Orleans Parish prosecutors grilled over high rate of post-conviction relief

(By Nolan Mckendry/The Center Square) — The Orleans Parish District Attorney’s Office is under scrutiny for what is alleged as a “rush” to undo convictions before a law took effect that would make it harder to grant lighter sentences to already convicted criminals.

That law, which took effect on Aug. 1, made it more difficult to acquire post-conviction relief, which functions as a last-resort process by which convicted and imprisoned persons may appeal their sentence.

After securing post-conviction relief, the claimant is resentenced according to a lesser charge or released altogether, having already served time. The civil rights division of the DA’s office has increasingly defended post-conviction relief claims.

“We would see 10, 12 (resentencings) in the weeks leading up to the Aug. 1 deadline,” said Laura Rodrigue, a former prosecutor in the Orleans Parish’s District Attorney’s office. “In many cases, the state was joining in on the defendant’s request to get post-conviction relief.”

A Senate committee scrutinized Orleans Parish’s disproportionately high number of granted post-conviction relief claims, questioning the merit of many cases.

Many of the claims that are granted often rely on procedural loopholes like inadequate counsel, allowing guilty criminals to go free, even if they were originally convicted of serious violent crimes.

“The state’s own pleadings admit that the guilt of the defendant is clear, but that maybe [their] role was less, more of an accomplice,” Rodrigue said.

Factual innocence was rarely asserted as justification for relief, according to Sen. Jay Morris, R-Monroe, and Murrill. In other words, almost no cases speak to the merit of the individual asking for post-conviction relief.

Rodrigue says that the DA’s office made many motions to have prior convictions not taken into account in the resentencing process.

“Several of the people who were released went on to immediately reoffend, committing murder, picking up gun charges,” Rodrigue testified.

“The numbers in New Orleans are substantially different than in other DA’s around the state by a matter of hundreds,” Murrill said.

According to Murrill, there is no limit to how many claims an individual can make, so taxpayer costs to rectify sentences deemed by the DA’s civil rights division as harsh may be abnormally high in Orleans Parish.

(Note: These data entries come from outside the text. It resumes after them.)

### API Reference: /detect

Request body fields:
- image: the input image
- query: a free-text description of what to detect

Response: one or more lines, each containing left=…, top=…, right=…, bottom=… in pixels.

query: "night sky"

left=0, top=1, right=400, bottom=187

According to testimony, the prosecutor’s office is ignoring Supreme Court rulings that prohibit the retroactive application of a landmark case that ruled a criminal conviction requires a unanimous jury.

In cases where the individual asking for post-conviction relief was convicted without a unanimous decision, the prosecutor’s office is using this as justification to grant new trials or overturn convictions.

Orleans Parish District Attorney Jason Williams testified before the committee, claiming that the testimony from the prosecutors was “misleading.”

“Once there has been a showing to a court that a conviction was defective, either because someone cheated or withheld evidence, whether that person is guilty or innocent, that is not something that can be swept under the rug,” Williams said.

In his campaign for district attorney, Williams ran on a platform promising to rectify the state’s high number of wrongful convictions and promote civil rights.

“Potential jurors cannot sit in judgment because of the number of times the Orleans Parish district attorney’s office has gotten it wrong. They don’t believe they can convict because of the errors that have been made in the past,” Williams said.

“My jurisdiction is an outlier in past defective convictions,” Williams continued. “That has sunk public trust in our system, which has made it harder to prosecute violent crime, and that has made our parish less safe.”